Description
Issuse description:
When RS has a hot region, tsdb's scanner lease may expire. Once many scanners are expire, then on the regionserver side, we will see too many handler are handling scan request and will throw "UnknownScannerException" with "missing scanner" logs like this:
2018-11-02 16:46:40,580 WARN [RpcServer.default.RWQ.Fifo.scan.handler=380,queue=38,port=60020] regionserver.RSRpcServices: Client tried to access missing scanner 5816065332938628527
In further, the scanner with the same scanner_id will retry send rpc to RS always. RS will be more busy to handle these endless "missing scanner".
This is debug logs on tsdb side:
17:27:10.561 DEBUG [AsyncHBase I/O Worker #2] [RegionClient.decode] - ------------------>> ENTERING DECODE >>------------------
17:27:20.561 DEBUG [AsyncHBase I/O Worker #2] [RegionClient.decode] - rpcid=1335, response size=1126 bytes, 0 readable bytes left, rpc=CloseScannerRequest(scanner_id=0x00B6D09B00455DAF, attempt=0)

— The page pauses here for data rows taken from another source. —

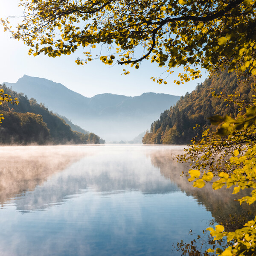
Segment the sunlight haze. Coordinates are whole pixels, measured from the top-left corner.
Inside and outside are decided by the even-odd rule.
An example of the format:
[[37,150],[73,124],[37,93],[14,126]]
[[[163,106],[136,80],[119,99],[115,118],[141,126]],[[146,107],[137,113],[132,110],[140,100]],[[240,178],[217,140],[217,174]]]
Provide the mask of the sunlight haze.
[[[0,17],[22,15],[22,8],[18,8],[19,0],[0,2]],[[11,20],[13,24],[17,19]],[[0,57],[1,80],[0,83],[15,83],[24,75],[46,78],[87,97],[103,93],[121,94],[127,96],[140,95],[152,92],[174,95],[184,95],[194,90],[198,83],[201,83],[207,74],[202,71],[202,77],[184,84],[177,85],[173,83],[182,69],[175,69],[175,72],[167,79],[168,84],[159,84],[150,80],[157,77],[165,70],[144,61],[138,70],[130,68],[130,74],[121,75],[124,67],[117,64],[105,65],[99,60],[84,66],[78,66],[75,61],[82,57],[84,50],[80,48],[71,55],[52,58],[42,54],[34,57],[29,55],[29,47],[23,42],[10,38],[8,32],[3,32],[0,26]]]

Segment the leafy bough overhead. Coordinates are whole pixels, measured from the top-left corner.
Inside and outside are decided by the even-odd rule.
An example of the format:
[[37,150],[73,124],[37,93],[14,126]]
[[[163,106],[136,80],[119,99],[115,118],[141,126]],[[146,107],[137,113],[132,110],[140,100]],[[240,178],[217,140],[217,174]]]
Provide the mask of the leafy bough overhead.
[[20,24],[13,30],[8,19],[2,22],[35,56],[69,55],[82,47],[85,57],[78,64],[99,58],[137,69],[148,60],[170,73],[183,66],[177,84],[200,77],[198,66],[256,74],[255,0],[21,0],[20,5]]

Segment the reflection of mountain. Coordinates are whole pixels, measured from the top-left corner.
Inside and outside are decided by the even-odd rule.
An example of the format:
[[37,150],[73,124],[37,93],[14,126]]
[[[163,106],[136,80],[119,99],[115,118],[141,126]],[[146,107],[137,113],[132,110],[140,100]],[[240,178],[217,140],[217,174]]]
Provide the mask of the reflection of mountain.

17:27:30.980 DEBUG [AsyncHBase Timer HBaseClient #1] [RegionClient.encode] - [id: 0xfbba7e26, /xxx:33732 => /xxx:60020] Sending RPC #1336, payload=BigEndianHeapChannelBuffer(ridx=11, widx=42, cap=42) [0, 0, 0, 0, 0, 0, 0, 0, 0, 0, 0, 0, 0, 0, 27, 11, 8, -72, 10, 26, 4, 83, 99, 97, 110, 32, 1, 14, 24, -81, -69, -107, -126, -80, -109, -76, -37, 80, 32, 0, 40, 1]

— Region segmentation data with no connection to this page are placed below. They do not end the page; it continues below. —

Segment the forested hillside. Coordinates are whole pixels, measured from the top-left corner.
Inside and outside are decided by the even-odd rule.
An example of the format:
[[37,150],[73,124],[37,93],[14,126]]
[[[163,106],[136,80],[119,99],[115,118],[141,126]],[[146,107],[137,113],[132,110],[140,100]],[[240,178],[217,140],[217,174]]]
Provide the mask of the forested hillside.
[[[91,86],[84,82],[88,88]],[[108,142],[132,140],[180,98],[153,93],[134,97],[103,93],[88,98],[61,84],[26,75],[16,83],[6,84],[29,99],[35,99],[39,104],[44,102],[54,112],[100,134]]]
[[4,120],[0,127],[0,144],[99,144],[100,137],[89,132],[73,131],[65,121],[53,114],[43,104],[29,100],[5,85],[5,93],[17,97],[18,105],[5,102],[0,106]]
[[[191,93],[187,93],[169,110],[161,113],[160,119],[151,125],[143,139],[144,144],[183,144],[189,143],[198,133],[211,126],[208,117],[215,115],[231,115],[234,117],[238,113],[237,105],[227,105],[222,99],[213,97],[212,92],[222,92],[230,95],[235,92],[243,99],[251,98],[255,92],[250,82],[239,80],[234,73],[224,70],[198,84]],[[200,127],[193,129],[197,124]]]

17:27:30.982 DEBUG [AsyncHBase I/O Worker #2] [RegionClient.handleUpstream] - handleUpstream [id: 0xfbba7e26, /xxx:33732 => /xxx:60020] WRITTEN_AMOUNT: 31
17:27:30.983 DEBUG [AsyncHBase I/O Worker #2] [RegionClient.handleUpstream] - handleUpstream [id: 0xfbba7e26, /xxx:33732 => /xxx:60020] RECEIVED: BigEndianHeapChannelBuffer(ridx=0, widx=1126, cap=1126)
17:27:30.987 DEBUG [AsyncHBase I/O Worker #2] [RegionClient.decode] - ------------------>> ENTERING DECODE >>------------------
17:27:40.988 DEBUG [AsyncHBase I/O Worker #2] [RegionClient.decode] - rpcid=1336, response size=1126 bytes, 0 readable bytes left, rpc=CloseScannerRequest(scanner_id=0x00B6D09B00455DAF, attempt=0)

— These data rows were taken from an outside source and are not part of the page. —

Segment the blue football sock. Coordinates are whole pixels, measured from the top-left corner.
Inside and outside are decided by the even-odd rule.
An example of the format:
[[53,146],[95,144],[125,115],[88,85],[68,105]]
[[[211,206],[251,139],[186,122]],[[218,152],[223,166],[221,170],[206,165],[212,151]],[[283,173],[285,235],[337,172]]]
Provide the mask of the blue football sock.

17:27:51.400 DEBUG [AsyncHBase Timer HBaseClient #1] [RegionClient.encode] - [id: 0xfbba7e26, /xxx:33732 => /xxx:60020] Sending RPC #1337, payload=BigEndianHeapChannelBuffer(ridx=11, widx=42, cap=42) [0, 0, 0, 0, 0, 0, 0, 0, 0, 0, 0, 0, 0, 0, 27, 11, 8, -71, 10, 26, 4, 83, 99, 97, 110, 32, 1, 14, 24, -81, -69, -107, -126, -80, -109, -76, -37, 80, 32, 0, 40, 1]
17:27:51.401 DEBUG [AsyncHBase I/O Worker #2] [RegionClient.handleUpstream] - handleUpstream [id: 0xfbba7e26, /xxx:33732 => /xxx:60020] WRITTEN_AMOUNT: 31
17:27:51.402 DEBUG [AsyncHBase I/O Worker #2] [RegionClient.handleUpstream] - handleUpstream [id: 0xfbba7e26, /xxx:33732 => /xxx:60020] RECEIVED: BigEndianHeapChannelBuffer(ridx=0, widx=1126, cap=1126)
Moreover, this bug can be occur stable, when code "Thread.sleep(61000)" is add into Scanner class's nextRow() function .
This is my bug fix:
Only let rpc's attampt plus 1 before invoke sendRpc(). when this rpc retry times > hbase.client.retries.number, it will leave.
diff --git a/src/RegionClient.java b/src/RegionClient.java
index ad83aa1..59c0d8e 100644
--- a/src/RegionClient.java
+++ b/src/RegionClient.java
@@ -1547,6 +1547,7 @@ final class RegionClient extends ReplayingDecoder<VoidEnum> {
final class RetryTimer implements TimerTask {
public void run(final Timeout timeout) {
if (isAlive()) {
+ rpc.attempt++;
sendRpc(rpc);
} else {
if (rpc instanceof MultiAction) {
Another think, we change the UnknownScannerException to NonRecoverableException is OK?